2. How do we avoid reinventing old system? You can see absolutely how it could happen – the National Commissioning Board takes over from DH; consortia from PCTs. It’s in nobody’s interests to make that happen, because it won’t deliver improvements for patients.

3. There will be tough consequences. We’re moving towards reducing management costs in PCTs, SHAs, DH and ALBs by 45%. That affects about 80,000 people, who are unsure where their futures lie, which is incredibly risky for both the system and bad for us as people in human terms. There is a big issue around commissioning support: we're all committed to GPs getting commissioning support. On 15 December, in the new Operating Framework, we will announce total amount of money available per head of population and it’s remarkably generous, you’ll all be deeply shocked by the size. What to spend it on? Private sector firms wanting to offer commissioning support are very innovative, but can’t take all the work on in one year. If every consortia don’t use PCT staff, we’ll make 80,000 people redundant: the cost of that is £1.5 billion.

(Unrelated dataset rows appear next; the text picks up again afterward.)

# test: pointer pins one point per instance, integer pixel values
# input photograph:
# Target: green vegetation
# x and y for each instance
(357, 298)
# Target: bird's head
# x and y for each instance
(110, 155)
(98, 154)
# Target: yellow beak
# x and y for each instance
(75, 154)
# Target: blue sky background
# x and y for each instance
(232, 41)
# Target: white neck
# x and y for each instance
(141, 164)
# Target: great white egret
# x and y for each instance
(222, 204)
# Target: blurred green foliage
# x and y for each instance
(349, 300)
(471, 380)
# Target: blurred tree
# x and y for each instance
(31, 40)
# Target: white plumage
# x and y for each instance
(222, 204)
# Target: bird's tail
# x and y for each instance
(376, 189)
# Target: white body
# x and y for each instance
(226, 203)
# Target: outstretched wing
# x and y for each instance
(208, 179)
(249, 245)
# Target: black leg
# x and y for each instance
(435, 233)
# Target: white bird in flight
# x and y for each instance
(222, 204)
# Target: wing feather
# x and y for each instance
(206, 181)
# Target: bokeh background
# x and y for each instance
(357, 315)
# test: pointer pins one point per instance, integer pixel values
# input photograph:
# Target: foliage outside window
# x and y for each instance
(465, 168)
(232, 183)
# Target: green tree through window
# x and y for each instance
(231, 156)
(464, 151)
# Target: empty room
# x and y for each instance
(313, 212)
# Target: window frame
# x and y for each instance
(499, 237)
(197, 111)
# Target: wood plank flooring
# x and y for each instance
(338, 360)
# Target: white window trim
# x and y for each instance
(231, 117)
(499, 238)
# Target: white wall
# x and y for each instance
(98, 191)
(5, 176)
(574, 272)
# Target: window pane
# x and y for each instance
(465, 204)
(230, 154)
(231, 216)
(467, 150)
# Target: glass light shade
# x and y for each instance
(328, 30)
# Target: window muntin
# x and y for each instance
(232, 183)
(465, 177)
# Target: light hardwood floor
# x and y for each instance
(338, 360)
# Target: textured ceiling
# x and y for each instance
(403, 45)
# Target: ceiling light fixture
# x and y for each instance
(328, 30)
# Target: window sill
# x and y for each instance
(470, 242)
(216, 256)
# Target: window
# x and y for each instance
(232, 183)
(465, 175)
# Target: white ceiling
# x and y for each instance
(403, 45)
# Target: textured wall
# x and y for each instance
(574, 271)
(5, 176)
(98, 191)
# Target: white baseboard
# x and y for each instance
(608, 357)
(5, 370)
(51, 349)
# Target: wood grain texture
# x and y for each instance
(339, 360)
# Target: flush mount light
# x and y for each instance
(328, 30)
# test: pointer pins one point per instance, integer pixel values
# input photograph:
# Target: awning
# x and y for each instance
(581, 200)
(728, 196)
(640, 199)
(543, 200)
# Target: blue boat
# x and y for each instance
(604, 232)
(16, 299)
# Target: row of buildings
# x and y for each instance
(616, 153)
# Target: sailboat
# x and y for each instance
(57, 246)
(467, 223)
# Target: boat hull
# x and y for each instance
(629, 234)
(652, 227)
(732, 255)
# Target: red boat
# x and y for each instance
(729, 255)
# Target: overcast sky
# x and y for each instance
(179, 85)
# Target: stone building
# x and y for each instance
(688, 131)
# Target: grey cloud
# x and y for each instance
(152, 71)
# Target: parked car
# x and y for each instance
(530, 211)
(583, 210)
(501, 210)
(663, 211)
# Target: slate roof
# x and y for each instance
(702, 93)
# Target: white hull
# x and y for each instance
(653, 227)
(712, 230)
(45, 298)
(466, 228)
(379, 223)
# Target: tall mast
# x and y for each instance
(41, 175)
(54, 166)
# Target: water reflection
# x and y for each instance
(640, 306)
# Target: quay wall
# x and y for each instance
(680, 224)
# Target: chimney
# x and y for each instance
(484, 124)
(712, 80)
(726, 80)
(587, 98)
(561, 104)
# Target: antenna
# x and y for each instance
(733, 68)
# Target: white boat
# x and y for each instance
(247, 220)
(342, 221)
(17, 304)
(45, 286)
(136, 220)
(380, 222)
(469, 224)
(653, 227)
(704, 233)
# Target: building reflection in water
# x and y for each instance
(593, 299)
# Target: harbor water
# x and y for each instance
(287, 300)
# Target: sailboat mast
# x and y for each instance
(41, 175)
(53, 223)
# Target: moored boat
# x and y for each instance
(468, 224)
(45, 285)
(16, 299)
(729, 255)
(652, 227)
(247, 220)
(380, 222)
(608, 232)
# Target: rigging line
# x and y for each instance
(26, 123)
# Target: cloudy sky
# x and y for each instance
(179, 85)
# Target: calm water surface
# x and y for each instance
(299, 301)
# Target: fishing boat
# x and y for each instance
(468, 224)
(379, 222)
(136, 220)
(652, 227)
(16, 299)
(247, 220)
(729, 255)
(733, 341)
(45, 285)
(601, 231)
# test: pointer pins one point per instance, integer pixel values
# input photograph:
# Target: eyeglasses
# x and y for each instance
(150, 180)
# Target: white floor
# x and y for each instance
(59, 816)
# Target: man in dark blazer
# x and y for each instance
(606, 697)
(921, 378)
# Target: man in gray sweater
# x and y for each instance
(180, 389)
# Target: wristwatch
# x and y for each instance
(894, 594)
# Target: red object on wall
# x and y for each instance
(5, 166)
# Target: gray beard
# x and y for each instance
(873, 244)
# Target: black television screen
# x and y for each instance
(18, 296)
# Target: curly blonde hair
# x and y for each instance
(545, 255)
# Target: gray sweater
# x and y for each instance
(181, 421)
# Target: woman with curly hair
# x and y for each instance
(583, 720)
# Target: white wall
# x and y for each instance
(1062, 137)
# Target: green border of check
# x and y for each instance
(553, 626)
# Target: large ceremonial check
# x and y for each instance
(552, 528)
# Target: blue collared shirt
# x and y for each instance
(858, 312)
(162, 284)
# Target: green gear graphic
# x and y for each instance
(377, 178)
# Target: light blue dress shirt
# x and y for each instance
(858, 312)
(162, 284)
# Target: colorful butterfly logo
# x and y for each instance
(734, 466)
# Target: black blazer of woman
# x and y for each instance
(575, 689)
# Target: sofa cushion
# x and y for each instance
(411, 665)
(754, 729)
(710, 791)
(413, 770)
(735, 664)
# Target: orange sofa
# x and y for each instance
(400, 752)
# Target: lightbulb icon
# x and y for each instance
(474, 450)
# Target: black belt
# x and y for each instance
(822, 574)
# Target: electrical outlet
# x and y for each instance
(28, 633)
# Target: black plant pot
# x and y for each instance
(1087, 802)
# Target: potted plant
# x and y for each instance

So we need to be sensible and organised and look after really dedicated people who want to take the service forwards.

4. How can we really embed GP commissioning in the whole healthcare team? You could get a set of GPs over here talking about consortia; and a set of secondary clinicians over there not involved; and another set of other primay care staff over there, also not involved. We need to build all these people into the consortia. And we can’t build consortia without engaging secondary care clinicians, in discussions and governance.

5. Primary care provision is a big opportunity in the next 18 months. Everyone knows some primary care provision is not as good as it can be. Now we can start to tackle it as a significant issue.

6. It’s about investing in skills and capability. It’s important get the right people in the right place.

Finally, this is about leadership, and its importance in significant and great change. Just 2 or 3 things: they're obvious but important for us as leaders.
1. Purpose – think always of why we are here. We have to keep focus attention on quality of service to patients. We have to be obsessed with it over this time: the risks to it are great as we go through this.
2. We must not get obsessed with our own organisations. When new organisation form, those in them tend to stick their elbows out, so it's critical that we avoid that. Patients have to transcend boundaries, and we must ensure we don’t institutionalise set of primary care-secondary care differences.
3. Have confidence that we can make this happen, I've known people develop from fundholding to total purchasing. You've made enormouns improvements for patients; now we have to create an environment where we take this on to the next level.